Isto acontece porque permitimos a implantação do infame conceito de que só o jovem é bonito e valioso, porque dizem que é produtivo. Abdicando de um mundo de valores sem os quais a vida carece de sentido, atuamos como se tudo estivesse presidido pelo conceito materialista da produtividade, da rentabilidade, do benefício. Porque, ainda que a vida não tivesse sentido, ou não conseguíssemos descobri-lo, há que ter sentido o viver aqui e agora, sozinhos e em companhia.

Caímos na armadilha de que vale mais o que mais custa. Assim, assumimos com a maior naturalidade que nos eduquem para ser “pessoas de proveito”, “úteis”, “para conseguir um bom trabalho”, “para ter títulos e capacitações que permitam entrar no mercado de trabalho”. Até permitimos que nos considerem recursos humanos, bons para serem explorados!

Ninguém diz aos jovens e às crianças que a educação tem como objetivo primordial ajudá-los a serem felizes, a serem eles mesmos para poder enfrentar as circunstâncias transformadoras da existência. Atuamos como se tivessem que aprender a viver para trabalhar, em vez de trabalhar o necessário para poder viver com dignidade, felicidade e harmonia. Infringimos sem cessar que vivemos para ter, em vez de viver para sermos nós mesmos na companhia dos demais. Por isso procuramos dobrá-los desde a infância, mediante a coação e o temor, para que obedeçam, para que não perguntem, para que se calem e se reprimam, em vez de ajudá-los a florescer seu imenso leito de energia. Dentro de uma ordem, é claro, porque do contrário reinaria a lei da selva, a lei do mais forte, enquanto que agora esta se esconde na maior produtividade possível. Mas uma ordem como resultado da liberdade compartilhada, não na busca de um desejo, porque o ser humano nasce para se realizar na vida ao poder responder à pergunta fundamental “Quem sou eu?”.

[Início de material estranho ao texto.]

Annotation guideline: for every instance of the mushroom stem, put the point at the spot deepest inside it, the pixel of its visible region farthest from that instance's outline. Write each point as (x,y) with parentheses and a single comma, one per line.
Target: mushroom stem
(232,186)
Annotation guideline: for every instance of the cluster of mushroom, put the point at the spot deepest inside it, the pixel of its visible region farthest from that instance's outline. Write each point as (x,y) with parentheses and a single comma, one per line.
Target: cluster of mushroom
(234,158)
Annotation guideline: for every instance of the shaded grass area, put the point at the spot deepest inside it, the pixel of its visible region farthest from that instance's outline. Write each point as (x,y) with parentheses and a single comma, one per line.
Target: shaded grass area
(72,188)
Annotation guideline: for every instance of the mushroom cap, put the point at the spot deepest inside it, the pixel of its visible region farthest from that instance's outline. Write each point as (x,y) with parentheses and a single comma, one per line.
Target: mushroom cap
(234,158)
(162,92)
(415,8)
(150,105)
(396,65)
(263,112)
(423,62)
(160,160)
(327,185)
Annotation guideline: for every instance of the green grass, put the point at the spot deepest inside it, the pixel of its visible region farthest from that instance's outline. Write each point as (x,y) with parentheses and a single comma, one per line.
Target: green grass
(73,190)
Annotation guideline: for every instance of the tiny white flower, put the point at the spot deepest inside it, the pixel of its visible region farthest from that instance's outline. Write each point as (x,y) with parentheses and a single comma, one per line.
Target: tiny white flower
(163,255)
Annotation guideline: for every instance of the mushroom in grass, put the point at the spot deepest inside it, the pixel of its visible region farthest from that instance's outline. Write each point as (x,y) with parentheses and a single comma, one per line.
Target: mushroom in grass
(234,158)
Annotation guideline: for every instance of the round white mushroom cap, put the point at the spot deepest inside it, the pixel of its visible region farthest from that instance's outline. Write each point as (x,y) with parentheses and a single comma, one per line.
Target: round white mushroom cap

Tão logo consigam seu primeiro trabalho remunerado, já não há mais tarefa nem objetivo no qual trabalhar e produzir para ter o quanto mais, melhor; em lugar de quanto melhor, mais. Assim está estruturada a sociedade de consumo: você tem que ter para que o aceitem, não para que o respeitem e o acolham como pessoa valiosa e fundamental na sociedade.

Com toda naturalidade, assumiu-se que, ao deixarem de produzir, é preciso aposentar as pessoas mais velhas, para que não atrapalhem, para que deixem seu posto para os mais jovens, para que se ocupem de suas dores e de suas goteiras. Por isso prolifera o que eu chamo de “estacionamento dos improdutivos”, sem reparar que as pessoas mais velhas, em todas as culturas que contribuíram para o autêntico progresso da humanidade, foram respeitadas e veneradas sob a lei não escrita, mas sagrada da comunidade. Na China seria uma tremenda falta de educação dizer a uma pessoa anciã “Parece tão jovem!”. Em toda a África e na Índia, assim como na América pré-colombina, o melhor assento e os alimentos mais tenros são oferecidos aos anciãos. Eles são consultados, são escutados em silêncio, as coisas lhe são facilitadas para que suas vidas amadureçam em paz e com sossego do qual se beneficia toda a comunidade. Porque as pessoas mais velhas são o bem mais valioso da grande família que compõe uma sociedade bem estruturada.

É preciso pedir-lhes que não tentem ser pessoas diferentes, assim se transformarão em pessoas maduras. A maturidade é aceitar a responsabilidade de ser você mesmo. Arriscar tudo com tanto que seja você mesmo.